A few agonizing months later, they came back to us. At the time I thought, “Yes. The promise was true. They are all right.”
But as they grew, became teenagers, and now young adults, I have clung to that promise more than I did when they were away from us. Through screaming fights and silent treatments. Through school troubles and friend troubles. Through counseling sessions and illness. Through new apartments and new jobs and pregnancies. I still need to lean into the promise: “James and Jasmine will be all right.”

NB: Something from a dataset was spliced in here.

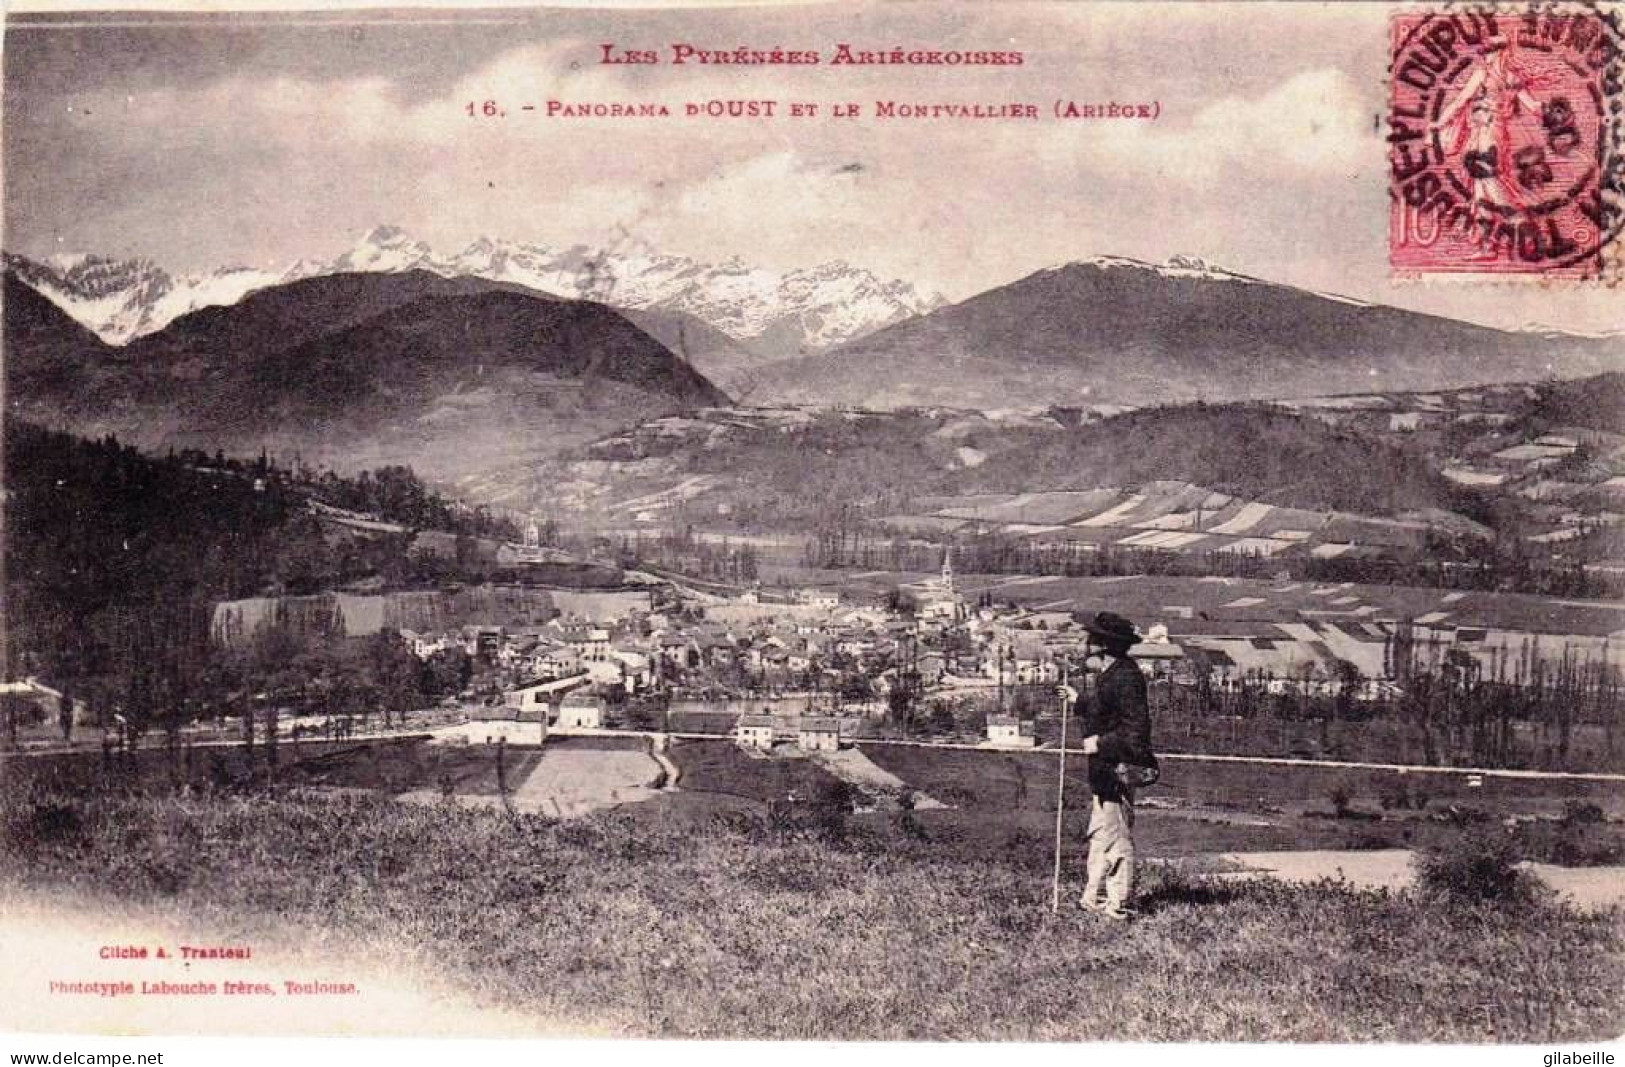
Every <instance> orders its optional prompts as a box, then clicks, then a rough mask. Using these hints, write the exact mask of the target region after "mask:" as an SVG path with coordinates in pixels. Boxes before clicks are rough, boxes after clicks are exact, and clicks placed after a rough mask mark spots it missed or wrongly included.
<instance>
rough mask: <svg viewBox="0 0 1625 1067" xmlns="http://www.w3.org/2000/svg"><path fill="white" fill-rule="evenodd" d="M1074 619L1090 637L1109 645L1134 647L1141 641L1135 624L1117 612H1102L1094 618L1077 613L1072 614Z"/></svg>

I imagine Mary, hearing those words from God in the midst of her own heart-wrenching moment: “Do not be afraid.” She must have clung desperately to this command/promise from God as her hands shook and her heart pounded in the angel’s presence.
“Do not be afraid.” Surely it is this promise that gets her from “How shall this be?” to “I am the Lord’s servant.” And it may be this promise that gets her through the morning sickness and the back aches; through the scornful glances in the marketplace, the shut doors, the guarded whispers, the turned backs.
“Do not be afraid.” I imagine these words carried her through the beginning contractions; through the frantic search for some place–any place–to stay for the night; through the intensifying labor pains to the birth of the bloody, squalling baby.
But I am beginning to understand that the angel’s words were not just for the annunciation, the pregnancy, the birth. I have a feeling Mary grabbed at these words all through her life; forced her ears to again hear the voice; coerced her heart to listen and believe: “Do not be afraid.”
- When her husband led her and the baby away from home and into Egypt.
- When Simeon said, “A sword will pierce your own soul, too.”
- When she was a day’s journey away from Jerusalem and suddenly realized that Jesus was not with them.
- When her son spoke harshly to her in front of his new-found audience.
- When she felt the tension in the festival air and saw her son riding into Jerusalem on a donkey, the people waving branches and placing their coats on the ground.
- When she heard, “This is my body. This is my blood.”
- When she saw her body, her blood–her son–hanging on a cross. Dead at the hands of Roman officials.
How often did Gabrielle’s words echo in Mary’s memory: “Do not be afraid”?
How deeply do we need those same words during these weeks of Advent waiting?